In June, the company received approval from the Ministry of Food and Drug Safety (MFDS) for the phase 3 clinical trial plan for HG102, a liquid BTX.
According to Hugel, HG102 is an innovative liquid formulation of the existing freeze-dried BTX. The candidate also includes lidocaine hydrochloride as a local anesthetic.
"The existing powder form requires gradual reconstitution and dilution with sterile saline solution and requires it to be used within 24 hours, resulting in inconvenience," the company said. "Furthermore, there is a risk of additional contamination during the saline solution injection, and if bubbles or vigorous agitation occur during dilution, there is a possibility of drug denaturation."
As a result, Hugel expects that HG102 will enhance convenience, safety, and precision during procedures.
Positive outlook on 'indirect export' lawsuit
In light of Medytox's recent triumph in the "indirect export" lawsuit related to BTX, the anticipation for a comparable result has heightened for Hugel, as the company is currently entangled in a similar legal battle.
The Daejeon District Court ruled in favor of Medytox in the first sentencing hearing of the BTX license revocation administrative lawsuit filed by Medytox against the MFDS last Thursday.
Previously, the MFDS imposed a strong administrative measure, canceling the approvals for BTX products of several companies, including Medytox, Hugel, PharmaResearch Bio, Jetema, BMI Korea Aesthetics, and BNC.
Biopharmaceuticals currently sold domestically must go through a separate national lot release approval process to check for adulteration and foreign substances.
However, the MFDS argued that the companies engaged in "indirect export" by selling their BTX products to local distributors without getting lot release approval.
While the court's ruling details have not been disclosed, industry insiders speculate that providing BTX products to local distributors and wholesalers was interpreted as indirect exports instead of domestic sales.
If Hugel also wins the lawsuit, it would alleviate one of the company's major litigation concerns.
Ongoing litigation risks persist
While Hugel has managed to reduce domestic litigation risks, there are still ongoing risks in the U.S.

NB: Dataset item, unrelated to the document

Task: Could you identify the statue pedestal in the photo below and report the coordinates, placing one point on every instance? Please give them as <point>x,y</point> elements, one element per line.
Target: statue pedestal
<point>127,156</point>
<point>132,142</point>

Hugel is currently engaged in a lawsuit with Medytox.
In March of last year, Medytox filed a complaint against Hugel, alleging suspicion of strain and manufacturing process theft, and requested an import ban on Hugel's BTX into the U.S. through the International Trade Commission (ITC).
While Hugel had requested early termination of the ITC lawsuit, citing delays in obtaining approval for exporting related documents from the Ministry of Trade, Industry and Energy, which caused significant disruptions to the company's operation, the ITC rejected the request.
As a result, the preliminary decision for the ITC lawsuit is scheduled for June 10, 2024, and the final decision for Oct. 10.
As the litigation prolongs, the related legal expenses are expected to increase.
Hugel spent a total of 12.5 billion won in litigation costs last year and estimated that it would spend another 22.5 billion won this year and 24 billion won in 2024.